How did the idea for a project with the schools in San Francisco and London come about?
The idea derived from a need to find a promotional format which would focus on the cultural value of Made in Italy textiles and which wasn’t the typical sales based promotion conducted at rather it would be more about the image and communication of the Italian textile product. This partnership project with the School of Fashion began in 2002 with the Parson School, Rhode Island School of Design and Massachusetts College, in the following years ICE was able to build on this work, creating partnerships with the most prestigious fashion schools those of Saint Martins and the Academy of Art at the University of San Francisco.
Is it important to involve young people in the fashion industry so that we can continue to have high value products?

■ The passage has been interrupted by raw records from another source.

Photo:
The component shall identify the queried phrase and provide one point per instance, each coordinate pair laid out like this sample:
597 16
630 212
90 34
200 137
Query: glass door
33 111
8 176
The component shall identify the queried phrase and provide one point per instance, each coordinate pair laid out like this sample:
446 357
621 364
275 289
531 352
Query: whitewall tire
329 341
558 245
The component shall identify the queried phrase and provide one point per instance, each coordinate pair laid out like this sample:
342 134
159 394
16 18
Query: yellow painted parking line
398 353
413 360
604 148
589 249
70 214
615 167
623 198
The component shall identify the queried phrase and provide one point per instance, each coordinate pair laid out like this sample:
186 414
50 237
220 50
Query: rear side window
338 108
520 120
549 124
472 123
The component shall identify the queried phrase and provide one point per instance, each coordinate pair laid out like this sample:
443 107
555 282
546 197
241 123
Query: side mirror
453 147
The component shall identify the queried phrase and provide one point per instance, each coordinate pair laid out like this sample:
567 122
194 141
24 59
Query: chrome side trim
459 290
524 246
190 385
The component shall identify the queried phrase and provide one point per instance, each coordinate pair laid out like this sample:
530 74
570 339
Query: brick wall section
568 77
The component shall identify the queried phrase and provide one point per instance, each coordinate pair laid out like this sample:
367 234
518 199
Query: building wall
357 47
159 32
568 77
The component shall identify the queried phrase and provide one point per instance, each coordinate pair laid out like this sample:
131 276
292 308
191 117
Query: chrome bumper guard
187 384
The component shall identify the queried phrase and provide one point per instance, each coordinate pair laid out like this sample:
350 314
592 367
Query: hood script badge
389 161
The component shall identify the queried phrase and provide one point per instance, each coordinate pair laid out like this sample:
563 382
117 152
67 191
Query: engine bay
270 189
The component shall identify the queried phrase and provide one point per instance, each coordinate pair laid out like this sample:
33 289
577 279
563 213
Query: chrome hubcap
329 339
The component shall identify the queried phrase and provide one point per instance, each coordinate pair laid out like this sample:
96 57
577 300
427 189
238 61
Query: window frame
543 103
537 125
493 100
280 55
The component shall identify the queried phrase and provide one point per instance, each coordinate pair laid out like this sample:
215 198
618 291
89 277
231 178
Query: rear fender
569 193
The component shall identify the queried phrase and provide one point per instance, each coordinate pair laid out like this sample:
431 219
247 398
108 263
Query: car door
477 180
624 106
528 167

It’s vitally important that the international designers of the future are educated about and choose quality products: products that are the result of an ongoing process of innovation and product-research, carried out by companies working in cooperation with centres for research and universities. Made in Italy textiles are ambassadors for ethical products and the entire production process is in-line with the legal framework. When these designers become important in the future, they will have understood what it means to work with an Italian product and its respect for several factors: the environment, the organisation and working systems and the consumer and their health and safety. Our aim is to raise awareness of young designers who, in searching for excellence, will the use Made in Italy fabrics and these will then be the component that can bring dignity to their finished garments. For these reasons, we hope that Made in Italy fabrics will become essential to their creations.